Günter schien lebensüberdrüssiger denn je. War seine Stimme bei unseren ersten Begegnungen nur leise und monoton, so hatte sie jetzt einen ,mauligen’ Unterton, als er Silkes Befreiungsversuche kommentierte. Sie hatte sich einen ,Aktivitätenplan’ aufgestellt (Sport, Veranstaltungen, „Kaffeefahrten“) und langsam angefangen, ihn in die Tat umzusetzen. Nur sehr selten gelang es, ihn zum Mitmachen zu motivieren, häufiger Harndrang hinderten ihn, länger als eine Stunde außer Haus zu sein. Er brachte seine Frau in eine  schwierige Situation, das heißt, während er sagte „geh ruhig, lass es dir gut gehen“, signalisierte seine Haltung und die Stimme „aber wenn du das tust, finde ich das nicht richtig“. Nicht immer gelang es ihr, diese widersprüchlichen Botschaften zu ignorieren.

Alle lieben Verwandten und Bekannten bedauerten Günter, keiner sie. 

Den geballten Forderungen und unterschwelligen Aggressionen konnte Silke allein kaum etwas entgegen setzen und ich bot ihr  die Hilfe von einer Kollegin in ihrer Nähe an, die sie erleichtert annahm. So konnte ich miterleben, dass es ihr immer besser gelang, sich von den Zwängen zu befreien und ins Leben mit Michael im Herzen zurückzukehren.

Günter war Dauergast beim Neurologen und verharrte zwischen Leben und Tod.

Günters Verhalten hatte in der Rückschau zwei wesentliche Merkmale, es war von Hilflosigkeit und unterschwelliger Aggression geprägt. Die Vorstellung, am Tod seines Kindes schuld zu sein, war in sein Gehirn eingebrannt und er fand keine Löschtaste. So stellte sich quasi ein gewohnheitsmäßiges Schuldgefühl ein, dem er aus eigener Kraft nicht entfliehen konnte.

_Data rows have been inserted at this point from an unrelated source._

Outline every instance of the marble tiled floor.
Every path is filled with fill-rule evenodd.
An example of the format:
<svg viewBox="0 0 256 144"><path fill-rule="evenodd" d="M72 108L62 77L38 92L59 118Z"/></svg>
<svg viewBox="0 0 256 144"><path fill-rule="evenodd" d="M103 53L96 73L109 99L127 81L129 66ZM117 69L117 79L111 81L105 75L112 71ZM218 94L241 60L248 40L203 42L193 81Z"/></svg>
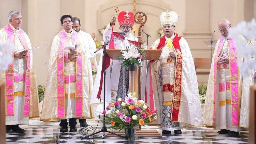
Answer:
<svg viewBox="0 0 256 144"><path fill-rule="evenodd" d="M87 119L88 125L96 128L98 123L94 120ZM77 128L80 125L77 120ZM182 134L175 134L172 132L170 135L164 135L162 138L138 138L133 140L126 140L119 138L102 136L95 139L81 140L79 138L83 136L78 132L60 133L59 122L44 123L39 121L38 118L30 120L29 125L20 125L26 130L22 133L14 133L6 134L6 144L56 144L59 140L60 143L104 143L104 144L240 144L247 143L248 136L246 135L229 135L218 134L218 130L209 128L185 128L182 130ZM100 122L96 131L99 131L102 125ZM158 127L146 126L142 129L155 129L161 132ZM83 130L84 132L86 130ZM88 131L89 133L94 130ZM246 133L246 132L245 132ZM102 133L97 134L102 136Z"/></svg>

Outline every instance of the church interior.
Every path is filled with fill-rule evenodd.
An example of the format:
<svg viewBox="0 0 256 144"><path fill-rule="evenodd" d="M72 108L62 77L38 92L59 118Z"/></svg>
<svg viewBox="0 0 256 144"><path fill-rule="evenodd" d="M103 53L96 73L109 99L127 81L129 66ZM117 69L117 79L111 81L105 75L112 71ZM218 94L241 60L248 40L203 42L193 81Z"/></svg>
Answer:
<svg viewBox="0 0 256 144"><path fill-rule="evenodd" d="M29 38L32 47L39 47L33 50L33 62L40 113L48 78L47 68L53 40L63 29L60 18L63 15L70 14L79 18L81 30L91 35L98 48L104 43L102 37L104 30L115 15L114 9L118 6L121 11L133 13L143 12L146 14L147 20L141 29L141 35L149 48L156 40L164 35L159 21L161 13L167 11L175 12L179 19L175 27L175 32L184 38L189 46L201 97L200 106L203 110L203 115L205 114L203 113L205 108L204 97L207 92L212 59L214 58L215 45L222 35L222 33L219 32L218 23L222 18L226 18L229 20L232 27L242 21L249 22L256 18L256 0L0 0L0 2L1 28L9 23L7 16L10 12L19 11L22 16L21 28ZM132 27L136 37L140 26L135 23ZM113 27L114 31L119 31L118 22ZM90 59L93 82L95 82L97 71L101 68L98 66L102 53L102 50L99 51L95 57ZM157 66L160 65L158 62ZM98 116L87 119L88 126L86 127L81 127L77 120L77 131L66 132L60 132L59 122L44 122L40 121L40 117L37 117L30 119L29 125L19 125L25 129L25 132L5 133L5 131L0 132L0 143L255 143L256 87L255 84L252 86L251 93L248 93L250 97L248 102L250 104L250 127L243 128L239 134L218 133L217 132L220 130L216 129L215 126L205 125L202 127L185 127L182 129L181 134L174 133L173 130L169 134L162 134L161 126L149 125L140 127L141 129L136 130L137 135L132 139L126 140L108 132L100 132L88 138L87 135L102 129L102 120L99 119ZM0 125L3 129L5 128L5 100L3 97L4 90L2 88L0 90ZM142 131L140 132L140 130ZM143 133L143 130L145 133ZM114 132L123 134L122 130Z"/></svg>

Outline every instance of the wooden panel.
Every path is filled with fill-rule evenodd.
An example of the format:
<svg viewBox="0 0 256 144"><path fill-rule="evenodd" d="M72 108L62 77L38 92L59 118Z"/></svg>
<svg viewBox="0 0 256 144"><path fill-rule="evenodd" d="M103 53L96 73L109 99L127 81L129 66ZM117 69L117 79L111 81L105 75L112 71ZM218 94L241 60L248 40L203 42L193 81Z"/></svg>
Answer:
<svg viewBox="0 0 256 144"><path fill-rule="evenodd" d="M0 143L5 143L5 104L4 85L0 84Z"/></svg>
<svg viewBox="0 0 256 144"><path fill-rule="evenodd" d="M250 114L249 121L249 143L256 143L256 86L251 87L250 90Z"/></svg>
<svg viewBox="0 0 256 144"><path fill-rule="evenodd" d="M121 49L106 49L108 55L112 59L118 59L121 56ZM146 55L142 59L144 60L158 60L162 53L161 49L144 49Z"/></svg>
<svg viewBox="0 0 256 144"><path fill-rule="evenodd" d="M195 58L194 63L196 68L197 74L208 75L210 74L210 69L211 68L211 59L209 58ZM209 69L207 71L200 71L197 69Z"/></svg>

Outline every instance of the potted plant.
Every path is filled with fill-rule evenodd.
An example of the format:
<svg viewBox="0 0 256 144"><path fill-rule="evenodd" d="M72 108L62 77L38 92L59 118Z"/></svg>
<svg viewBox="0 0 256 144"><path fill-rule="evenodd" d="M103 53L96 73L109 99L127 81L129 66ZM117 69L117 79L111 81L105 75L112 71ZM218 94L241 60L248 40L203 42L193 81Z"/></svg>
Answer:
<svg viewBox="0 0 256 144"><path fill-rule="evenodd" d="M157 111L149 112L149 106L143 100L138 100L136 93L128 92L125 100L121 98L110 103L106 109L108 114L104 117L107 128L123 130L127 138L134 136L135 128L151 124L156 115ZM104 110L102 114L105 114Z"/></svg>

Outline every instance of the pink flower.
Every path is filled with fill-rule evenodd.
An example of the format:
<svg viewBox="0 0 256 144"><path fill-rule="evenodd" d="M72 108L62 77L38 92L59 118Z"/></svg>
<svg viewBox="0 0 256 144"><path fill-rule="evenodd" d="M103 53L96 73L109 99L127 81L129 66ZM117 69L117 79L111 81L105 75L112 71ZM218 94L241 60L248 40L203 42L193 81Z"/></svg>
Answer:
<svg viewBox="0 0 256 144"><path fill-rule="evenodd" d="M117 115L118 115L118 116L123 116L123 114L122 113L119 112L117 113Z"/></svg>
<svg viewBox="0 0 256 144"><path fill-rule="evenodd" d="M127 100L127 102L128 103L131 104L132 103L132 102L133 102L133 100L132 100L132 99L129 99Z"/></svg>
<svg viewBox="0 0 256 144"><path fill-rule="evenodd" d="M106 107L106 110L107 111L109 110L110 110L109 107L109 106L107 106L107 107Z"/></svg>
<svg viewBox="0 0 256 144"><path fill-rule="evenodd" d="M114 104L116 106L117 106L119 104L119 102L116 102Z"/></svg>
<svg viewBox="0 0 256 144"><path fill-rule="evenodd" d="M129 116L127 116L126 117L126 118L125 119L125 122L127 123L129 123L131 121L131 117Z"/></svg>
<svg viewBox="0 0 256 144"><path fill-rule="evenodd" d="M141 116L142 116L143 118L145 118L147 117L147 114L146 114L146 113L143 112L141 113Z"/></svg>
<svg viewBox="0 0 256 144"><path fill-rule="evenodd" d="M137 107L135 108L135 111L138 113L139 113L141 111L141 109L139 107Z"/></svg>

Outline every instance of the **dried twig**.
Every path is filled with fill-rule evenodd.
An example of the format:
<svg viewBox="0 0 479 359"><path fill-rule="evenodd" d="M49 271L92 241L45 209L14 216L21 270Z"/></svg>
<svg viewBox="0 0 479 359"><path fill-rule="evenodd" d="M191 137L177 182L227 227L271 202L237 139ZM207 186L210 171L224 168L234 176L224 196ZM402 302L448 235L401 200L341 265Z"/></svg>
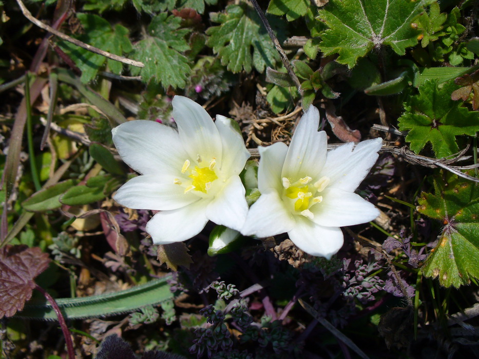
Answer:
<svg viewBox="0 0 479 359"><path fill-rule="evenodd" d="M17 1L18 1L19 0L17 0ZM263 24L264 25L264 27L266 28L266 30L268 32L268 34L270 35L270 37L271 38L271 41L273 41L275 47L276 48L276 50L278 53L279 53L279 57L281 57L281 61L283 63L283 65L284 65L284 67L286 68L288 74L289 74L290 77L291 77L291 79L293 80L295 85L296 85L296 88L298 89L298 92L299 93L301 97L302 97L303 90L301 88L301 84L299 83L299 79L294 73L294 71L293 71L293 68L292 68L291 65L290 65L290 61L288 59L288 56L286 56L284 50L283 50L281 45L280 45L279 41L278 41L278 38L276 37L276 35L275 35L274 32L273 32L273 29L270 25L270 23L268 22L267 19L266 18L266 16L264 16L264 14L263 13L263 10L259 7L259 5L258 5L258 2L256 0L251 0L251 2L253 3L253 6L255 7L256 12L258 13L258 15L261 19L261 21L263 22Z"/></svg>
<svg viewBox="0 0 479 359"><path fill-rule="evenodd" d="M40 122L42 123L42 125L46 126L47 123L46 119L41 117ZM50 129L54 131L55 132L58 132L61 135L71 138L77 142L82 143L86 146L89 146L91 143L90 139L88 138L86 135L83 133L80 133L80 132L75 132L74 131L72 131L67 128L60 127L60 126L54 123L50 124Z"/></svg>
<svg viewBox="0 0 479 359"><path fill-rule="evenodd" d="M127 58L126 57L118 56L118 55L115 55L114 54L110 53L109 52L107 52L107 51L104 51L103 50L92 46L91 45L89 45L88 44L82 43L81 41L73 38L72 37L70 37L68 35L65 35L63 32L61 32L57 30L55 30L51 26L49 26L46 24L44 24L38 19L35 18L35 17L32 15L31 13L28 11L28 9L25 7L25 5L24 5L23 3L22 2L22 0L16 0L16 2L18 3L18 6L20 7L20 9L22 10L22 12L23 13L23 14L27 18L28 18L39 27L47 31L48 31L48 32L50 32L55 36L58 36L60 38L64 39L65 41L68 41L69 43L71 43L72 44L85 49L85 50L88 50L89 51L91 51L91 52L94 52L95 53L97 53L99 55L104 56L105 57L111 58L112 60L119 61L120 62L123 63L123 64L131 65L132 66L136 66L137 67L145 67L145 64L142 62L136 61L135 60L131 60L129 58Z"/></svg>

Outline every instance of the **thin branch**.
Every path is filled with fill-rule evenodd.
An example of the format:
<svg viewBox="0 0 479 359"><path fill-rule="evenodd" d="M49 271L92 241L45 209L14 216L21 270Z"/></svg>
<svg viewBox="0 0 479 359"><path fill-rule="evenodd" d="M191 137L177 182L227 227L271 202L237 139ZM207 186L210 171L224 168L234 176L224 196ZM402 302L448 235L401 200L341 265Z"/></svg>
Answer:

Leider kommt es immer wieder vor, dass sich Menschen, die unter einer Depression leiden, das Leben nehmen, weil sie keine Veränderung ihrer Lebenssituation sehen können.  Sie ertragen sich selbst nicht mehr, werden sich selbst zur Last. 

Günters Beschwerden waren psychotherapeutisch nicht zu beeinflussen, da er jegliche Zusammenarbeit ablehnte. Medikamente ließen ihn leben. Welch ein Leben?